Far more of the experiences of not dying are from the low p-kill boxes than from the high p-kill ones. When people select the same box, instead of a new one, after not being killed, that brings the average kill rate of selected boxes down. Run this experiment for long enough, and the only boxes still being selected are the extremely low p-kill boxes that haven’t killed all their subjects yet.
This time, could you make a stronger objection, that’s more directly addressed at my counter-example?
In your new scenario, if I understand correctly, you have postulated that one box always explodes and one never explodes; I must undergo 2 experiences: the first experience is with one of the boxes, picked at random; then I get to choose whether my second experience is with the same box or whether it is with the other box. But I don’t need to know the outcome of the first experience to know that I want to limit my exposure to just one of these dangerous boxes: I will always choose to undergo the second experience with the same box as I underwent the first one with. Note that I arrived at this choice without doing the thing that I have been warning people not to do, namely, to update on observation X when I know it would have been impossible for me to survive (or more precisely for my rationality, my ability to have and to refine a model of reality, to survive) the observation not X.

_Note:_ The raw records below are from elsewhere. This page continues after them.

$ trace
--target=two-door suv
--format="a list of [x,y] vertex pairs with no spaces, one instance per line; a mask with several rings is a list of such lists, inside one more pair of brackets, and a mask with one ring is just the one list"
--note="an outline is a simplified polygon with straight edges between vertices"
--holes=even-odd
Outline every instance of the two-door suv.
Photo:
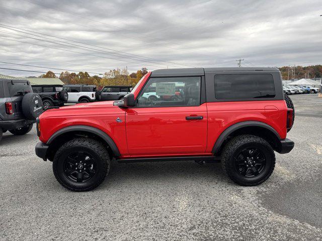
[[[151,89],[156,97],[144,97]],[[114,159],[221,161],[232,181],[253,186],[272,174],[274,151],[293,149],[286,134],[293,120],[277,68],[160,69],[123,100],[44,112],[36,153],[73,191],[97,187]]]

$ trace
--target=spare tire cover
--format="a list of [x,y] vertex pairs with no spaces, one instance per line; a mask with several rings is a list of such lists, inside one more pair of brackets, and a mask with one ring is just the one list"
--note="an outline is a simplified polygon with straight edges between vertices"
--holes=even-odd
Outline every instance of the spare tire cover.
[[100,99],[100,95],[101,94],[101,90],[96,90],[95,91],[95,99],[99,100]]
[[26,118],[34,120],[42,113],[42,101],[36,93],[28,93],[22,99],[22,112]]
[[67,102],[67,101],[68,100],[68,93],[67,91],[66,90],[62,90],[60,91],[60,94],[59,98],[60,100]]

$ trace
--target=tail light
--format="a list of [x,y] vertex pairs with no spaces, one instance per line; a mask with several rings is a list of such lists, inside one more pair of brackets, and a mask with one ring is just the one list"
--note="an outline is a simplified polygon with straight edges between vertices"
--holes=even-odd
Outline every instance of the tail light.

That takes care of the first of your two new scenarios. In your second new scenario, I have a .5 chance of dying during my first experience. Then I may choose whether my second experience is with the same box or a new one. Before I make my choice, I would dearly love to experiment with either box in a setting in which I could survive the box’s exploding. But by your postulate as I understand it, that is not possible, so I am indifferent about which box I have my second experience with: either way I choose, my probability that I will die during the second experience is .5.
Note the in your previous comment, in which there was some P such each time a box is used, it has a probability P of exploding, there is no benefit to my being able to experiment with a box in a setting in which I could survive an explosion, but in the scenario we are considering now there is a huge benefit.
Suppose my best friend is observing the scenario from a safe distance: he can see what is happening, but is protected from any exploding box. My surviving the first experience changes his probability that the box used in the first experience will explode the next time it is used from .5 to .333. Actually, I am not sure of that number (because I am not sure the law of succession applies here—it has been a long time since I read my E.T. Jaynes) but I am sure that his probability changes from .5 to something less than .5. And my best friend can communicate that fact to me: “Richard,” he can say, “stick with the same box used in your first experience.” But his message has the same defect that my directly observing the behavior of the box has: namely, since I cannot survive the outcome that would have led him to increase his probability that the box will explode the next time it is used, I cannot update on the fact that his probability has decreased.
Students of E.T. Jaynes know that observer A’s probability of hypothesis H can differ from observer B’s probability: this happens when A has seen evidence for or against H that B has not seen yet. Well, here we have a case where A’s probability can differ from B’s even though A and B have seen the same sequence of evidence about H: namely, that happens when one of the observers could not have survived having observed a sequence of events (different from the sequence that actually happened) that the other observer could have survived.
TropicalFruit and I have taken this discussion private (in order to avoid flooding this comment section with discussion on a point only very distantly related to the OP.) However if you have any interest in the discussion, ask one of us for a copy. (We have both agreed to provide a copy to whoever asks.)
I would like a copy of the discussion.
It seems to me there is a distinction to be made: It is one thing to conclude that, 1) Eliezer doesn’t know how to predict the date of AI Doom. That’s different from asserting that 2) AI Doom is not going to happen. 1 is not evidence for 2.